Enquanto Isabel dormia nos braços de Raul. Após algumas horas de viagem Matias e Bárbara chegam ao destino. Ainda era de madrugada, umas cinco da manhã, estava escuro e nenhuma alma viva dava sinal de vida. Então o professor de matemática aproveita para retirar Bárbara do carro. Ela se debate bastante, já estava toda descabelada, chegava a soar. Entram na casa, Matias a coloca pra dentro, tranca o portão, que estava protegido por um pesado cadeado, tranca as portas e retira as amordaças de Bárbara, que como uma onça que sai da jaula começa a esbravejar:
- O que é isso Matias? O que pensa que está fazendo? Porque está me sequestrando? Tenho que me casar.
- Me desculpe Bárbara, mas é pro seu próprio bem, pro nosso bem.
- Do que você está falando? Que brincadeira de mal gosto é essa? Quero ir embora.
- Não é brincadeira meu amor.
- Para Matias, você está me assustando.
- Não é a minha intenção, eu quero apenas te amar.
- Você está louco. O que pretende com isso? Acha que me mantendo aqui em cárcere eu vou me apaixonar por você? Acha que ninguém vai acionar a polícia, que não vão me procurar?
- Ninguém vai notar a sua ausência, a Isabel está no seu lugar.
- O quê? Você tá de brincadeira né.
- Não é brincadeira. A Isabel colocou seu vestido e assumiu seu lugar, assim eu pude te trazer pra cá.
- Você está me dizendo que aquela golpista está no meu lugar? Isso não pode tá acontecendo. Eu quero ir embora, me solta Matias, por favor, eu te imploro. Me solta.
- Não posso, com o tempo você vai aprender a me amar e a gente vai criar esse bebê juntinho.
- Te amar? Eu nunca vou te amar Matias, entenda isso de uma vez por todas e essa criança que carrego no ventre, não é seu filho e nunca será. Aceite isso de uma vez por todas.
- Eu sei que no começo vai ser difícil pra você, mas depois você vai se acostumar, nunca vai faltar nada pra você, nem pro nosso filhinho, eu preparei tudo com carinho pra você, olha só, você gostou da casa?
- Não. Essa casa é horrorosa, tudo aqui é horroroso. Eu quero ir embora.
- Tá bem Bárbara, com o tempo você vai aceitar tudo, agora vamos descansar que a viajem foi cansativa. Nos primeiros dias eu vou ter que te deixar amarrada, não que eu queira fazer isso, mas é pra você não fugir.

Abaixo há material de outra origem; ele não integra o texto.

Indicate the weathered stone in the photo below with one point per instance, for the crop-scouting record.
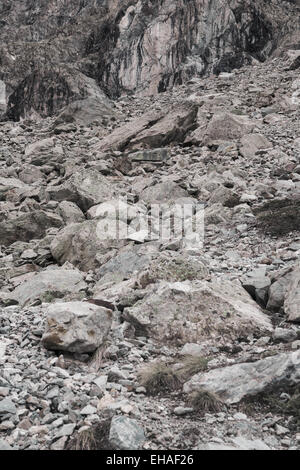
(48, 285)
(190, 311)
(292, 297)
(85, 188)
(234, 383)
(251, 143)
(77, 327)
(28, 226)
(82, 244)
(257, 284)
(126, 434)
(284, 335)
(279, 216)
(226, 126)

Bárbara começa a se debater e com todas as suas forças começa a gritar:
- Socorro, alguém me ajuda, socorro...
- Não adianta Bárbara ninguém vai te escutar. Vamos combinar assim, você me ajuda que eu te ajudo. Vou ter que colocar a mordaça de novo, você está gritando demais.
As primeiras horas foram difíceis pra Bárbara. Matias a colocou num quartinho sem janela, apenas altos vitrôs, por onde se passava apenas o ar. Se negava a comer e beber, só pensava em Raul, queria sair dali a qualquer custo. Só de pensar em Isabel assumindo o seu lugar nascia o desejo de que a irmã estivesse morta. No entanto percebeu que aquilo faria mal ao bebê que gerava, então passou a se alimentar e se hidratar, além de se entregar as orações, clamando a Deus que lhe tirasse daquela situação.
Ao lado de Raul, Isabel, a falsa Bárbara, ajeitava sua vida. Quanto as aulas disse que estava exausta, cansada da rotina, por isso iria abandona-las. Permaneceu na vice-direção do Elite gaúcha, mas bem menos atuante do que antes. Alguns alunos e colegas perceberam algumas mudanças na "professora de português", que julgaram o tanto quanto estranhas, mas acreditavam ser decorrentes da gravidez. A gravidez, maior problema de Isabel, como iria se livrar dela? Fria e calculista, numa semana qualquer quando Raul estava ausente devido a um congresso de diretores fingiu ir ao ginecologista.  Quando Raul retornou da curta viagem a encontrou nos prantos, questionada sobre o que ocorrera, disse ter perdido o bebê, que a criança não havia vingado, que estava destruída. Raul não esperava por aquilo, ficou arrasado. Cancelou todos os compromissos daquele dia e foi chorar nos braços de "Bárbara", que fingia sofrer, como nunca havia sofrido antes.